- Ekta Aggarwal

# Creating dummy variables in Python

In this tutorial we will learn what are dummy variables and how to create them.

**What are dummy variables?**

Let us consider the data where we have employee information and the department they are working for. Since department is a categorical variable thus we can denote them in a 1 - 0 format.

Suppose we have 3 departments: consulting, technology and outsourcing. We can create 3 columns for each of them namely: Dep_consulting, dep_technology and dep_outsourcing.

When the department is consulting then Dep_consulting = 1 and other 2 variables are 0.

Similarly for technology department Dep_technology = 1 and other 2 will be 0.

Lastly, for outsourcing department dep_outsourcing = 1 and others as 0.

**Note: **It can never happen that there can be more than one 1 in a set of dummy variables. In a single row for dummy variables there can be at most one 1.

When categorical variables can be expressed in 1-0 notation - these are called** dummy variables.**

**Creating dummy variables in Python**

__Dataset:__

__Dataset:__

In this tutorial we will make use of following CSV file:

Let us read our file using pandas' read_csv function. Do specify the file path where your file is located:

```
import pandas as pd
mydata = pd.read_csv("C:\\Users\\Employee_info.csv")
```

Let us create a copy of our dataset as data1.

`data1 = mydata.copy()`

**Method 1: Using map( ) function** we can create a mapping between our variable and new value.
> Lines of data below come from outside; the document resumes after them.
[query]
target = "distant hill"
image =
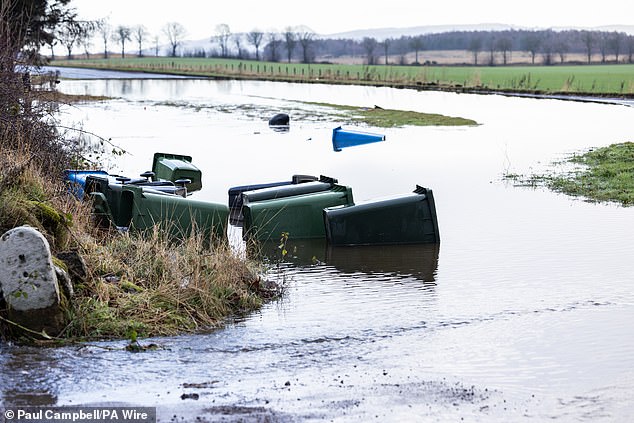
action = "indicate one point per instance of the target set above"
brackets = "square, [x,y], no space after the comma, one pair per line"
[383,33]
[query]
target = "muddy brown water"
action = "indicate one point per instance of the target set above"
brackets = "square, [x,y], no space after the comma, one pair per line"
[523,313]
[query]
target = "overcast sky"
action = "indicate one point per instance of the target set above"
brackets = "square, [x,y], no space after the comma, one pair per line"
[324,17]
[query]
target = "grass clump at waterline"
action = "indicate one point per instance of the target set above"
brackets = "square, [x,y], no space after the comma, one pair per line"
[603,174]
[143,284]
[153,286]
[390,118]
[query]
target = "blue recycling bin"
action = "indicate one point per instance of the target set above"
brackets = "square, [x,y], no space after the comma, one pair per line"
[345,138]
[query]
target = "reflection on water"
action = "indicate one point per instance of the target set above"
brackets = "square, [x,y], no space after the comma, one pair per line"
[524,313]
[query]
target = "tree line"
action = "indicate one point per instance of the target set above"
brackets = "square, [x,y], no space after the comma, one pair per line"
[58,26]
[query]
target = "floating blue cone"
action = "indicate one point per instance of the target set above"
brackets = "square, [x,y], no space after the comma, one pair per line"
[343,138]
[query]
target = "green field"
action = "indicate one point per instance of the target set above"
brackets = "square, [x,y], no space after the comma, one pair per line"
[581,79]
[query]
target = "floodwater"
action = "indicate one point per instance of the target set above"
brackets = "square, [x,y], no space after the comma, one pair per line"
[523,313]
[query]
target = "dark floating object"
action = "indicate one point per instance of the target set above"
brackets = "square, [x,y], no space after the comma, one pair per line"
[280,119]
[404,219]
[345,138]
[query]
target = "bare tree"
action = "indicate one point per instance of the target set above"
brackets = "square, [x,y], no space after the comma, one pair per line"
[587,38]
[475,46]
[306,38]
[562,48]
[386,46]
[290,41]
[122,34]
[417,44]
[615,42]
[532,44]
[175,33]
[140,32]
[104,28]
[255,38]
[223,34]
[157,40]
[505,46]
[70,35]
[237,40]
[85,38]
[274,45]
[547,49]
[369,45]
[491,47]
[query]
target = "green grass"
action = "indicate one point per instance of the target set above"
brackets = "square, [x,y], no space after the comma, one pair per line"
[573,79]
[603,175]
[390,118]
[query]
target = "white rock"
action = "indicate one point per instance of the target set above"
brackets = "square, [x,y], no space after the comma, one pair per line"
[27,275]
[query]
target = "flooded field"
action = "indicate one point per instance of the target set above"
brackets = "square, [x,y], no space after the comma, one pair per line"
[523,313]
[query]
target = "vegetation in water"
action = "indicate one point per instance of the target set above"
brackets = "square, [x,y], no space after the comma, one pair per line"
[603,174]
[125,285]
[390,118]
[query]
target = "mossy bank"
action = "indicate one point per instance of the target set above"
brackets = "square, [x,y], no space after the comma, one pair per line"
[603,174]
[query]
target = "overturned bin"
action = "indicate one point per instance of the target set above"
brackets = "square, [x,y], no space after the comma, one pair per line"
[140,208]
[294,209]
[404,219]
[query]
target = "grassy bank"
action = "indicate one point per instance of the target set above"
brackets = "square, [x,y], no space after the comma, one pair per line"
[603,174]
[143,284]
[597,80]
[125,285]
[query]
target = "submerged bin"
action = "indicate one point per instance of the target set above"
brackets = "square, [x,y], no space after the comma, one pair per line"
[175,167]
[235,193]
[76,180]
[346,138]
[405,219]
[139,209]
[301,216]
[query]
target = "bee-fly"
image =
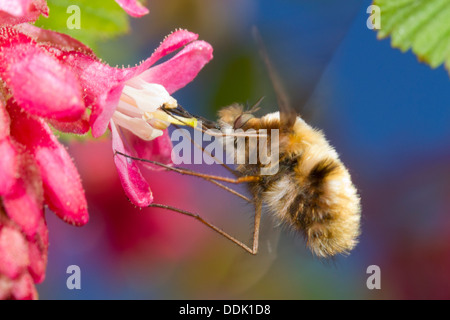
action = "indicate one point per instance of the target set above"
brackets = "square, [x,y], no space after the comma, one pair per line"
[312,191]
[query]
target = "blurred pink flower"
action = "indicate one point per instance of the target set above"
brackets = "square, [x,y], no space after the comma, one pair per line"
[133,7]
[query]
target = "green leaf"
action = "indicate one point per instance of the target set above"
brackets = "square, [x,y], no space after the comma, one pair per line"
[99,20]
[420,25]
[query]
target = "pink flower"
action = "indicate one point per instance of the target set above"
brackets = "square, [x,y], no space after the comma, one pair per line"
[128,100]
[35,169]
[133,7]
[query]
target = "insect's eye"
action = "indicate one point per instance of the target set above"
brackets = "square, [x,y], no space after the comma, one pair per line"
[242,120]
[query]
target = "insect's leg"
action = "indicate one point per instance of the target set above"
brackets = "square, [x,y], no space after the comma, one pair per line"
[257,225]
[209,225]
[209,154]
[188,172]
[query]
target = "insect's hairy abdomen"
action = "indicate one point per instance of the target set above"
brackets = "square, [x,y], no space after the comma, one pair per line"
[317,198]
[312,192]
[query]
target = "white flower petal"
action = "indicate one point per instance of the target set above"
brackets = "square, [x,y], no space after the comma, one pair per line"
[137,126]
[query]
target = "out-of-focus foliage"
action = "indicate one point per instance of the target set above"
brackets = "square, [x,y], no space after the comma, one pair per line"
[99,19]
[422,26]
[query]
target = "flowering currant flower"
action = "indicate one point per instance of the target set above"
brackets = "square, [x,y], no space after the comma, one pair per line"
[35,88]
[133,7]
[128,100]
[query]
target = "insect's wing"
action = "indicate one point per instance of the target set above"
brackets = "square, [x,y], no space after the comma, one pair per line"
[317,54]
[287,113]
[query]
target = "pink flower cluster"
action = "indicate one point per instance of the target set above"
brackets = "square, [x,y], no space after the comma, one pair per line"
[49,78]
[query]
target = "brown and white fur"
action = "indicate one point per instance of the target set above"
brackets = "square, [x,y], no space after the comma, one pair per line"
[312,190]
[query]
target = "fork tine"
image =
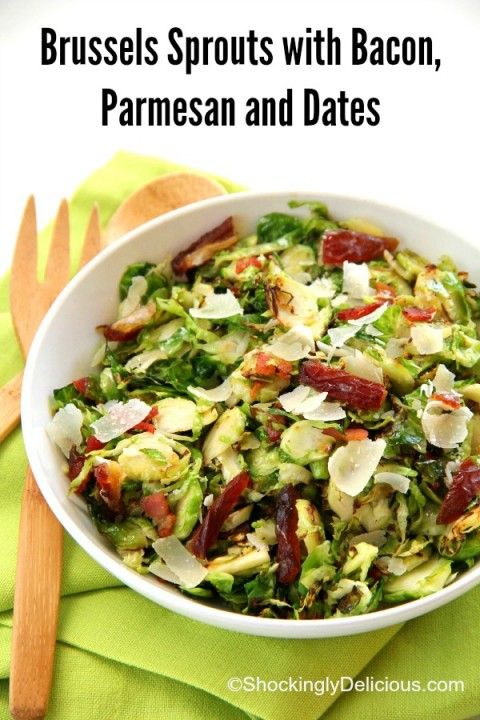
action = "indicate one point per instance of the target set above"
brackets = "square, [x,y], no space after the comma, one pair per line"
[57,272]
[24,266]
[91,244]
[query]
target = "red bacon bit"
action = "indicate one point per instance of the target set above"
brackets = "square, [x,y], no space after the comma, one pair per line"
[356,434]
[267,366]
[109,477]
[465,486]
[144,427]
[75,467]
[343,386]
[243,263]
[156,507]
[76,462]
[129,327]
[348,435]
[384,291]
[288,548]
[451,400]
[358,312]
[93,444]
[341,245]
[415,314]
[217,513]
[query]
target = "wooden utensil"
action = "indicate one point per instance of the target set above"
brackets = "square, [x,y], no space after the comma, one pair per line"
[156,198]
[162,195]
[39,561]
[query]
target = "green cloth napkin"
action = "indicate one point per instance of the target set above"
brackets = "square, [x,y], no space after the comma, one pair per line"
[120,656]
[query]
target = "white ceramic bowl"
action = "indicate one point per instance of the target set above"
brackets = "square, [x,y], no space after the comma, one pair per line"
[65,342]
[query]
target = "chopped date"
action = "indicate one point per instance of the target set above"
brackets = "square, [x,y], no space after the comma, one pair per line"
[357,247]
[451,400]
[202,250]
[465,486]
[156,507]
[288,548]
[415,314]
[358,312]
[207,533]
[341,385]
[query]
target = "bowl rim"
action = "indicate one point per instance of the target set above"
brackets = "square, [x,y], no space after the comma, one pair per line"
[177,602]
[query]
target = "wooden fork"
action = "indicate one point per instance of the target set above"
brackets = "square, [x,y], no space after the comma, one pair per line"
[39,561]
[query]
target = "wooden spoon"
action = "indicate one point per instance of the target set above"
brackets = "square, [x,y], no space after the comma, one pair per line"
[159,196]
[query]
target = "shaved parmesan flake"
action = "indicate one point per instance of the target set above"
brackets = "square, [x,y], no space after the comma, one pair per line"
[375,537]
[445,428]
[394,347]
[360,365]
[352,465]
[65,428]
[371,317]
[120,418]
[323,288]
[328,412]
[142,361]
[339,300]
[295,344]
[443,380]
[290,401]
[356,280]
[219,394]
[333,351]
[427,339]
[394,566]
[217,306]
[136,291]
[372,330]
[339,336]
[179,561]
[396,480]
[427,390]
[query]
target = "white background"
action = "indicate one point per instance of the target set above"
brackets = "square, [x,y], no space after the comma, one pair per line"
[424,156]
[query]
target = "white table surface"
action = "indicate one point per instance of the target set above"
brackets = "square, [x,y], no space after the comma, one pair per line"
[424,156]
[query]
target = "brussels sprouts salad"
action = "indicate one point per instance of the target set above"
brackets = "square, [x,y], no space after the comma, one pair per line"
[285,423]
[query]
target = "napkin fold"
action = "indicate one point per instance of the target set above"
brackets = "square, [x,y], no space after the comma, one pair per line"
[121,656]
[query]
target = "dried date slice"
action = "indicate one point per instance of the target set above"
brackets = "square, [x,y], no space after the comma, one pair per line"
[465,486]
[202,250]
[288,548]
[340,385]
[415,314]
[128,328]
[207,533]
[358,312]
[341,245]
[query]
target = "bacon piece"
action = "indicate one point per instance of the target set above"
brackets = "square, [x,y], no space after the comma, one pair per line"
[451,400]
[207,533]
[156,507]
[341,245]
[465,486]
[127,328]
[243,263]
[109,476]
[93,444]
[202,250]
[288,548]
[415,314]
[358,312]
[355,391]
[384,291]
[348,435]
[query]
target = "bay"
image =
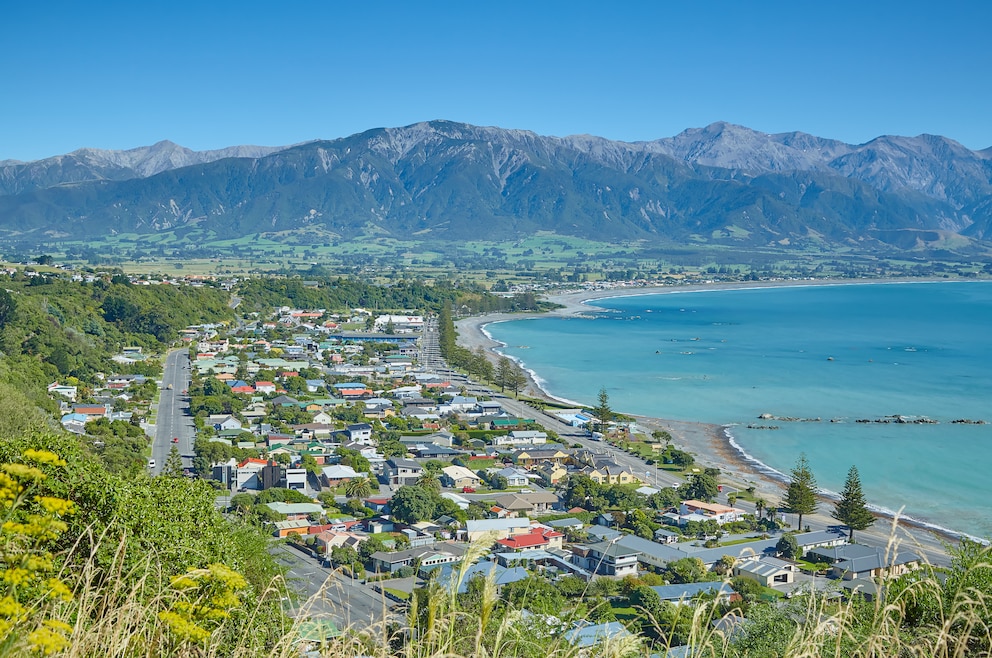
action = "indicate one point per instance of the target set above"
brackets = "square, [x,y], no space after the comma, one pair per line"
[838,354]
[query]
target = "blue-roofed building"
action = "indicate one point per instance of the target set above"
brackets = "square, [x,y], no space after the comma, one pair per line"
[687,592]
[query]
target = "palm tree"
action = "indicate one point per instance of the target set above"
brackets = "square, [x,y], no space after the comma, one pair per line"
[358,488]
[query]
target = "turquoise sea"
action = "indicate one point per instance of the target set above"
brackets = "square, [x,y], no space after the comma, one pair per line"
[838,353]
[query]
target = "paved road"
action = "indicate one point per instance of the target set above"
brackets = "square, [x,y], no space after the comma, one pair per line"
[173,419]
[430,349]
[324,593]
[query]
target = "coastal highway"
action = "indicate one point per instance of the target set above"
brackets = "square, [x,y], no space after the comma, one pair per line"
[924,543]
[173,419]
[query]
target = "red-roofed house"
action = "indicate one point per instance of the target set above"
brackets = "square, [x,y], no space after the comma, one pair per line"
[377,504]
[247,474]
[536,538]
[92,411]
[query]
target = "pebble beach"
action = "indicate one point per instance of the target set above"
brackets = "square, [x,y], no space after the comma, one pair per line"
[709,443]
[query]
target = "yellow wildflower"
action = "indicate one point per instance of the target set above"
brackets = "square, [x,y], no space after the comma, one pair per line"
[57,506]
[12,610]
[16,576]
[183,627]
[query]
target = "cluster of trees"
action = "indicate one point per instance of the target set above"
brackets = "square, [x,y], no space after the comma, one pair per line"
[119,444]
[52,328]
[801,498]
[413,503]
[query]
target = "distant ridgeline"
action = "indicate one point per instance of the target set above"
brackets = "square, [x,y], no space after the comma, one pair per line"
[440,181]
[319,291]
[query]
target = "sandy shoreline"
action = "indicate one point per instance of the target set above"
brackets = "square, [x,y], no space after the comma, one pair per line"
[709,443]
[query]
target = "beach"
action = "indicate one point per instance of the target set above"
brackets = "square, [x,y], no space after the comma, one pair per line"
[709,443]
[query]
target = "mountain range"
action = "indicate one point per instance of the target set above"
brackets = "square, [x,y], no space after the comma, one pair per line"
[722,184]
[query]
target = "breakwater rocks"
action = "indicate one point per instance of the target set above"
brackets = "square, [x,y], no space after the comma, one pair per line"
[789,419]
[896,419]
[899,420]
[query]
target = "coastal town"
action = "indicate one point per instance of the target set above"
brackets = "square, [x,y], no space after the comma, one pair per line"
[380,473]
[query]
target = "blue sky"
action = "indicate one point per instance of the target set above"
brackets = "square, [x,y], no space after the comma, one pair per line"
[214,74]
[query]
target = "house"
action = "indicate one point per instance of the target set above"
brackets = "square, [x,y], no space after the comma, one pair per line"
[854,561]
[75,423]
[606,472]
[360,432]
[434,451]
[550,474]
[329,539]
[766,571]
[63,390]
[459,476]
[377,504]
[323,418]
[436,555]
[711,511]
[296,511]
[608,558]
[538,537]
[91,411]
[476,529]
[418,413]
[663,536]
[510,423]
[684,593]
[526,437]
[291,527]
[402,472]
[333,476]
[247,474]
[530,458]
[529,503]
[448,575]
[514,477]
[223,422]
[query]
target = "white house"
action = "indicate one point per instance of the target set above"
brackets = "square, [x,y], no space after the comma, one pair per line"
[515,477]
[710,511]
[63,390]
[222,422]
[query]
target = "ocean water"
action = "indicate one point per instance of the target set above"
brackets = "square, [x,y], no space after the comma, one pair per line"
[834,353]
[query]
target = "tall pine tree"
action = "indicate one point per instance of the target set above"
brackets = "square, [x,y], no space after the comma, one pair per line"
[852,509]
[800,497]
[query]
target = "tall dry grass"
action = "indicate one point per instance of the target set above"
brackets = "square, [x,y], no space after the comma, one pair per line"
[938,613]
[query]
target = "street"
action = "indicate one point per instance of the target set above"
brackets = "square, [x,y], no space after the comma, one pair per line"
[173,419]
[323,593]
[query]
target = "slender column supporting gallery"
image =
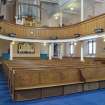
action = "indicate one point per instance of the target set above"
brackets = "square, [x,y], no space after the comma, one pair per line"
[61,17]
[82,10]
[11,50]
[82,53]
[50,51]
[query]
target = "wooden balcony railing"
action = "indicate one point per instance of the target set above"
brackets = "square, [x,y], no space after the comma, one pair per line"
[84,28]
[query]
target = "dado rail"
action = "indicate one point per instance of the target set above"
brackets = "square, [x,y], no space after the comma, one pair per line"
[83,28]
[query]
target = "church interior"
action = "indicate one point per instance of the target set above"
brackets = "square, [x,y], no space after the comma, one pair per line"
[52,52]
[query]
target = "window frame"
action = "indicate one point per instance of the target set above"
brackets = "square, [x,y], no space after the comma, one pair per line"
[93,52]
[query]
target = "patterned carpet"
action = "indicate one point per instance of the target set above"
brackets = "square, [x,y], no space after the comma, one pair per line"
[89,98]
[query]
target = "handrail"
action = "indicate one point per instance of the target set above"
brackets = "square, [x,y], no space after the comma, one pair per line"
[93,36]
[83,28]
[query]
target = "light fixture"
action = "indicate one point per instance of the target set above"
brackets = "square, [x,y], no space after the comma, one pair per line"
[104,38]
[31,32]
[71,8]
[56,17]
[12,42]
[75,43]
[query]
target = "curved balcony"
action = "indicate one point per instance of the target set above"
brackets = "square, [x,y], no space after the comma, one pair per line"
[83,28]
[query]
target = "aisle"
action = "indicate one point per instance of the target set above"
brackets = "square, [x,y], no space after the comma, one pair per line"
[90,98]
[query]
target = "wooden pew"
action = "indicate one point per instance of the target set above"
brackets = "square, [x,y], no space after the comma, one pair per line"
[94,78]
[45,83]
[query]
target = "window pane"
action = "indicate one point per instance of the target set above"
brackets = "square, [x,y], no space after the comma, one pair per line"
[90,47]
[94,47]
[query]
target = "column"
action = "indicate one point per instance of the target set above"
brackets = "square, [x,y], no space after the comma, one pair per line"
[11,50]
[61,51]
[82,52]
[61,17]
[82,10]
[50,51]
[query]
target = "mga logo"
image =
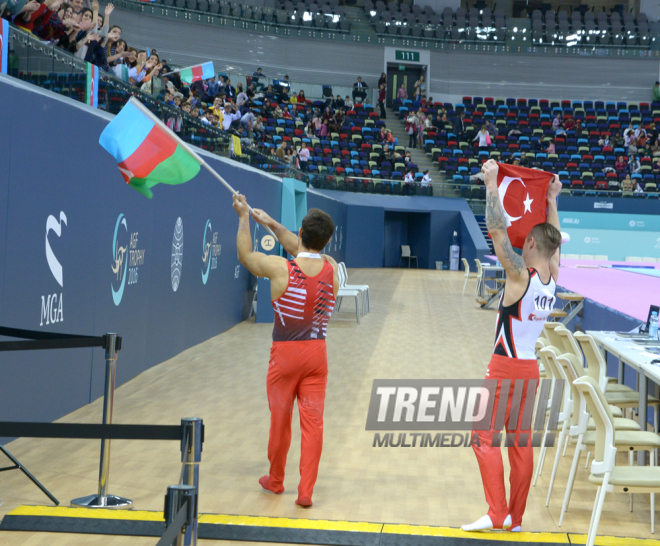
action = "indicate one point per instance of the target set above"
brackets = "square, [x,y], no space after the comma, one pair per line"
[126,258]
[210,251]
[52,310]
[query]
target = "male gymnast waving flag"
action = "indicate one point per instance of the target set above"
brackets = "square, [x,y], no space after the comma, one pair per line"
[303,292]
[524,307]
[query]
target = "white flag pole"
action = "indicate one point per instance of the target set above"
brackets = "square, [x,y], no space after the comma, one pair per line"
[188,149]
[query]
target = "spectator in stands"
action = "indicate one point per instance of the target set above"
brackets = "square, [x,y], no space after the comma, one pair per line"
[229,90]
[634,166]
[482,138]
[442,123]
[628,135]
[626,184]
[281,150]
[382,91]
[292,158]
[459,127]
[420,88]
[411,128]
[556,122]
[258,128]
[334,124]
[492,130]
[620,164]
[386,154]
[230,116]
[256,79]
[359,90]
[247,121]
[137,72]
[426,179]
[656,166]
[323,129]
[241,96]
[338,103]
[303,156]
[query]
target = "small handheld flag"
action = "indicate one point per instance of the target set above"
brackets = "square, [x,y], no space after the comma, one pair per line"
[92,91]
[4,45]
[523,194]
[199,72]
[149,153]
We need to create 3 dummy variables manually using map( ) function

For consulting dummy , map function creates a mapping that when department is consulting the value will be 1 and for other 2 departments it will be 0.

In a similar fashion other 2 dummy variables can be created.

```
data1['Consulting Dummy'] = data1.Department.map({"Consulting" : 1,"Technology":0, "Outsourcing" : 0})
data1['Outsourcing Dummy'] = data1.Department.map({"Consulting" : 0,"Technology":0, "Outsourcing" : 1})
data1['Technology Dummy'] = data1.Department.map({"Consulting" : 0,"Technology":1, "Outsourcing" : 0})
```

`data1.head()`

**Drawback:**

Suppose we have a categorical variable with 50 categories then creating dummy variables with map would be too cumbersome and mundane. To mitigate this we have pandas' get_dummies( ) function!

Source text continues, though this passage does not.